I am probably missing something trivial, but why would this be the case only if the odd bits if the predicate are zero?

Moreover, why not add the patterns needed for this directly in this patch? IIUC a higher AddedComplexity is what you need to prioritize the current pattern over the sel one.

efriedma marked an inline comment as done.May 8 2020, 3:23 PM

Say you have something like x < 0 ? 0 : 1. That doesn't match. But if you rewrite it to x >= 0 ? 1 : 0, it does.

llvm/test/CodeGen/AArch64/sve-vselect-imm.ll
114

Using ACLE intrinsics, the suggestion is essentially doing something like svreinterpret_s16(svsel(pred, svdup_s8(-128), svdup_s8(0))). Note that this is using the predicate as a <vscale x 16 x i1>, not a <vscale x 8 x i1>.

The pattern required for that is probably non-trivial

sdesmalen accepted this revision.May 11 2020, 3:03 PM

LGTM

This doesn't handle the case where the operands are reversed, and the condition is freely invertible. Not sure how to handle that. Maybe a DAGCombine.

A combine is probably easiest as it avoids having to specify the sequence to negate the predicate.

llvm/lib/Target/AArch64/SVEInstrFormats.td
179

Can I assume this was already handled by the PredicateMethod of SVECpyImmOperand8?

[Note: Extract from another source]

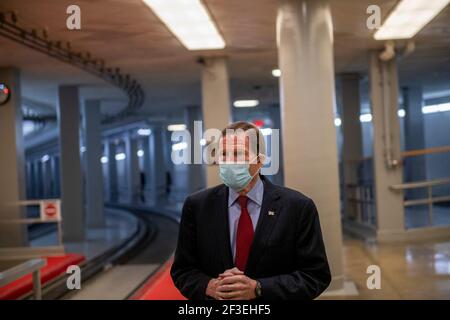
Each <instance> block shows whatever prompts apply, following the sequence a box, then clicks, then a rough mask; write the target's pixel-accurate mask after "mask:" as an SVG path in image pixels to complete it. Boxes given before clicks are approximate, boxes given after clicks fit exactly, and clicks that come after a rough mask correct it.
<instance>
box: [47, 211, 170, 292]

This revision is now accepted and ready to land.May 11 2020, 3:03 PM
efriedma marked an inline comment as done.May 11 2020, 3:20 PM
efriedma added inline comments.
llvm/lib/Target/AArch64/SVEInstrFormats.td
179

ImmLeaf is only used for SelectionDAG lowering. We can't do SelectionDAG lowering for shifted immediates using ImmLeaf because it needs to produce two MachineOperands. Therefore, an ImmLeaf predicate is completely useless here.

For asm parsing, the necessary predicate is handled by the PredicateMethod, yes.

This revision was automatically updated to reflect the committed changes.